That's somewhat true, but much of the unpredictability could be removed if compilers provided annotations saying "I expect this loop to be vectorized" where the compiler would be forced to report an error if it didn't manage to do it.



Such annotations exist in all major C/C++/Fortran compilers, although not all will error if it goes poorly. Although most of the ones with an HPC focus have some output where they will tell you how they optimized your loop for you.


> although not all will error if it goes poorly

So... these annotations don't actually exist? ;)

The whole point of such a feature is that the compiler will fail if it can't do what you want.


Well, it will not error out, but if you say

   #pragma clang loop vectorize(enable)
and the loop is then not vectorized you will get a warning like

   warning: loop not vectorized: failed explicitly specified loop vectorization


And then what do you do when you upgrade compilers and the build starts failing?

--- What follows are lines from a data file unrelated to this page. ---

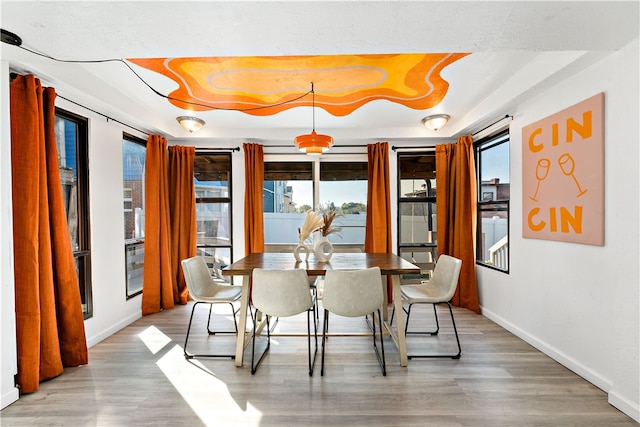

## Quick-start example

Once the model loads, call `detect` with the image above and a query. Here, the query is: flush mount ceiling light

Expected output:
[293,82,333,156]
[176,116,204,133]
[422,114,450,131]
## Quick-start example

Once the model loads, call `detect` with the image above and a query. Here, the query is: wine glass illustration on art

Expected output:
[529,159,551,202]
[558,153,587,197]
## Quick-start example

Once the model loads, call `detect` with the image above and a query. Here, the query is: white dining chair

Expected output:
[320,267,387,375]
[181,256,242,359]
[251,268,318,376]
[400,255,462,359]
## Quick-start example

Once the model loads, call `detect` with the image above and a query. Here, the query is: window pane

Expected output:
[54,108,93,319]
[398,153,436,198]
[122,139,147,241]
[400,246,438,284]
[398,202,437,245]
[196,246,231,283]
[318,162,368,246]
[480,137,509,201]
[194,153,232,276]
[125,242,144,298]
[263,162,313,244]
[196,202,231,246]
[55,116,80,252]
[476,132,509,271]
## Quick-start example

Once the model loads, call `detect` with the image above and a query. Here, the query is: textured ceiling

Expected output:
[0,0,639,146]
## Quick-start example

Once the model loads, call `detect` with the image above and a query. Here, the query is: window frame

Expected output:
[193,150,234,282]
[264,153,367,252]
[396,151,438,283]
[122,132,147,301]
[55,107,93,320]
[473,128,511,274]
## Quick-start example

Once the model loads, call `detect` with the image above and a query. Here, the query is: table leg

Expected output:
[390,275,409,366]
[236,275,251,367]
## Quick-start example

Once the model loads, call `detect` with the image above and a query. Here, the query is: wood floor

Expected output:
[0,304,638,427]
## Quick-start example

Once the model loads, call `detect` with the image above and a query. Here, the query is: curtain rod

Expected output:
[196,147,240,154]
[471,114,513,136]
[264,144,367,148]
[391,145,436,151]
[57,95,149,136]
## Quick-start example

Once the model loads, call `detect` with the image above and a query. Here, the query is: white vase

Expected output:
[313,236,333,262]
[293,242,312,262]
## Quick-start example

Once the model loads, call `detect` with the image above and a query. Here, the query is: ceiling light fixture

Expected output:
[176,116,204,133]
[293,82,333,156]
[422,114,451,131]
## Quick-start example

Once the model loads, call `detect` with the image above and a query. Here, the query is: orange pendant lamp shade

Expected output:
[293,130,333,155]
[293,82,333,156]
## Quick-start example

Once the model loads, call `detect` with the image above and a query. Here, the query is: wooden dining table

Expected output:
[222,252,420,367]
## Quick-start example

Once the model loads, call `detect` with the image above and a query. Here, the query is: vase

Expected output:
[313,236,333,262]
[293,242,312,262]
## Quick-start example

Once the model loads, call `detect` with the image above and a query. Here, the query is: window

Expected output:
[198,153,233,282]
[122,134,147,299]
[475,131,509,272]
[55,108,93,319]
[398,152,438,283]
[263,155,367,252]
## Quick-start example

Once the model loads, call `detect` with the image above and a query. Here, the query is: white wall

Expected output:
[0,61,18,409]
[477,40,640,421]
[0,41,640,420]
[72,107,146,348]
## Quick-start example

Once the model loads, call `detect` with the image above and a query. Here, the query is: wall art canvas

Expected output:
[522,93,604,246]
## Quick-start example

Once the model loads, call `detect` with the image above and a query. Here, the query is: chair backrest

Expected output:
[429,255,462,302]
[181,256,219,300]
[322,267,384,317]
[251,268,313,317]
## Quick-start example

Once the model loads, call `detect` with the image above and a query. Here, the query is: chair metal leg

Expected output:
[307,305,318,376]
[207,302,240,335]
[183,302,237,359]
[407,302,462,359]
[320,309,329,376]
[371,309,387,376]
[403,304,440,336]
[251,309,271,375]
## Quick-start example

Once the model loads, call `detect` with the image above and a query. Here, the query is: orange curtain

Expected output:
[242,143,264,255]
[142,135,177,315]
[364,142,393,301]
[169,146,196,304]
[10,75,88,393]
[436,135,480,313]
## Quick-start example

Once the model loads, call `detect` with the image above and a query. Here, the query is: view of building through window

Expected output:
[264,159,367,250]
[475,132,510,271]
[198,153,232,281]
[54,109,93,319]
[398,151,438,283]
[122,135,147,298]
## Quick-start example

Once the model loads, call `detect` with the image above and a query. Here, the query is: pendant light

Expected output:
[293,82,333,156]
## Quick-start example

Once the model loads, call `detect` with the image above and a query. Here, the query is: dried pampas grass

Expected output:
[298,209,324,242]
[320,209,342,237]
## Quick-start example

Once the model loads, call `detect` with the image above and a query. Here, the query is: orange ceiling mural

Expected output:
[128,53,468,116]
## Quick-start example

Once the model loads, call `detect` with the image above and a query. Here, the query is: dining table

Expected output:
[222,252,420,367]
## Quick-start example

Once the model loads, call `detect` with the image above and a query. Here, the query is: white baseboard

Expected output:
[481,307,613,393]
[0,387,20,409]
[609,390,640,423]
[87,312,142,348]
[481,307,640,423]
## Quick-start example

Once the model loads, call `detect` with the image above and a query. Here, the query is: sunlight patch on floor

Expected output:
[157,345,262,426]
[138,326,171,354]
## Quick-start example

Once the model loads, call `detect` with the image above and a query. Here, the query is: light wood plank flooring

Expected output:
[0,304,638,427]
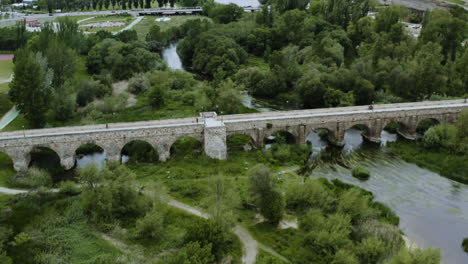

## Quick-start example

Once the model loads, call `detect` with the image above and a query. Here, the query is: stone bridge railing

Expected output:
[0,100,468,171]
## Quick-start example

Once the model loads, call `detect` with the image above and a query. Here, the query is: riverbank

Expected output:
[387,140,468,184]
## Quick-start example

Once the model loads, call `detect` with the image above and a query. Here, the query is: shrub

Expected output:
[163,242,215,264]
[95,93,128,113]
[134,206,165,241]
[148,86,166,109]
[286,180,335,212]
[184,220,232,260]
[128,73,150,94]
[351,167,370,180]
[249,165,284,226]
[12,167,52,189]
[422,124,458,151]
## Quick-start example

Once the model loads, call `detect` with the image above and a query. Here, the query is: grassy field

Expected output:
[133,16,209,40]
[0,152,15,187]
[80,15,136,32]
[387,140,468,184]
[447,0,466,6]
[0,60,13,81]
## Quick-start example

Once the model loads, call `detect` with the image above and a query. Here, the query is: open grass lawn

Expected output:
[80,15,136,32]
[133,16,209,40]
[1,114,27,132]
[0,93,13,118]
[0,152,15,187]
[0,60,13,80]
[447,0,466,6]
[6,194,122,264]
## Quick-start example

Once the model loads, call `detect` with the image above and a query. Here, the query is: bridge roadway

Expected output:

This isn’t a hypothetical, it happens in real life. Your only option at that point is roll back compilers and hope someone cares about the regression enough to fix it.

The point is the better model is to build the semantics into the language rather than relying on the whims of implementation.

Of course the semantic guarantees will likely be somewhat weak because of differences in ISAs, memory hierarchies, etc.


As fallback, I have unit-tests with a check on both correctness and the instruction count (and # of memory allocations in hot loops). Whereas the cpu cycle-count varies between runs, the instruction count does not.

Linux has good support for performance counters, Windows requires a bit of work.

So in this case, the compiler update would show a regression in the test suite, which needs to be addressed as part of the compiler upgrade.

Of course, having this in the compiler would remove the need for unit tests.